Mörd fit avancer encore des témoins: «Vous m'êtes témoins, dit-il, que j'ai cité ces neuf hommes, tous proches voisins du lieu du meurtre, à comparaître devant l'Alting, et à faire leur déclaration, en qualité de voisins, au sujet de la blessure faite par Flosi fils de Thord à Helgi fils de Njal, à la tête, à la poitrine, ou aux membre inférieurs, blessure qui s'est trouvée être une blessure mortelle, et au moyen de laquelle Helgi a reçu la mort, sur le lieu même où Flosi fils de Thord attaqua Helgi fils de Njal, attaque qualifiée par la loi. Je vous fais sommation de n'oublier aucune des paroles que la loi vous oblige à prononcer, que je réclamerai de vous devant le tribunal, et qui sont de rigueur dans ces poursuites. Je vous fais sommation selon la loi. Je vous fais sommation de manière que vous puissiez m'entendre. Je vous fais sommation en vertu de la délégation de Thorgeir fils de Thorir.»

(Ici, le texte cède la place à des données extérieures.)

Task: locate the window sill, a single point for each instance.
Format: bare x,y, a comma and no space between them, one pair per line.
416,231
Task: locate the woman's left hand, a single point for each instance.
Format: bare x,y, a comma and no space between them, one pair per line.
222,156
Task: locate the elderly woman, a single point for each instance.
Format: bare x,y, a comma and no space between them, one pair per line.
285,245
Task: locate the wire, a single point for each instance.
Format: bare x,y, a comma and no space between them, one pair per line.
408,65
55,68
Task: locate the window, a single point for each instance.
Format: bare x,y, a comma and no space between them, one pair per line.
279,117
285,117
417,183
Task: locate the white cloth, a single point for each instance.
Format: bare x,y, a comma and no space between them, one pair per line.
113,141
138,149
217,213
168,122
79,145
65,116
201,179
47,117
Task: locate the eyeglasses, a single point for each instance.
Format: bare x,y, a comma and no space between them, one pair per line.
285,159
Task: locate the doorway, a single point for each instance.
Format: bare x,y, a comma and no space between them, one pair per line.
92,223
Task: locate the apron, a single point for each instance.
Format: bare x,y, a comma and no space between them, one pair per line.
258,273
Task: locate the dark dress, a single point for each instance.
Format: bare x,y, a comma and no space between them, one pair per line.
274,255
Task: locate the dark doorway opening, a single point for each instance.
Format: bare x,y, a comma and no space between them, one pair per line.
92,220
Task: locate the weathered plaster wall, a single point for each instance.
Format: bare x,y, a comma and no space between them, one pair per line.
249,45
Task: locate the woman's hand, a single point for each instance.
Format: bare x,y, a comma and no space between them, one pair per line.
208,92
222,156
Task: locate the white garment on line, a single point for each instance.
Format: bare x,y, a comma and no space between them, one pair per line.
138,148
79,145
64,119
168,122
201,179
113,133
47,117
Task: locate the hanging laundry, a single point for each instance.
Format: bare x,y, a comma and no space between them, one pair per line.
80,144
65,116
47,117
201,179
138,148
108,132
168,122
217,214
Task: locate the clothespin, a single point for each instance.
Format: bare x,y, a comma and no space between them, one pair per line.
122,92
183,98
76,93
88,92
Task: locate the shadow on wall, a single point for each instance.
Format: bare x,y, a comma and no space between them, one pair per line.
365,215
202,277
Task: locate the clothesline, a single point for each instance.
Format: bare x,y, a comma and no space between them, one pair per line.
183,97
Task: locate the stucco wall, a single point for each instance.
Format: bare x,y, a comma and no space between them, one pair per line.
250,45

Alors Mörd dit: «Voici que l'affaire est engagée, comme vous l'avez demandé. Je te prie maintenant, Thorgeir Skorargeir, de venir me trouver quand tu iras au ting. Nous ferons route tous deux ensemble avec nos troupes réunies, et nous nous tiendrons de notre mieux; mes hommes seront prêts dès le commencement du ting: et je vous serai fidèle en toute chose.» Et ils furent contents de ce qu'il avait dit. Ils s'engagèrent par serment à ne pas se séparer les uns des autres, tant que Kari ne l'aurait pas permis, et à mettre leur vie en jeu les uns pour les autres. Ils se quittèrent en grande amitié, et se donnèrent rendez-vous au ting.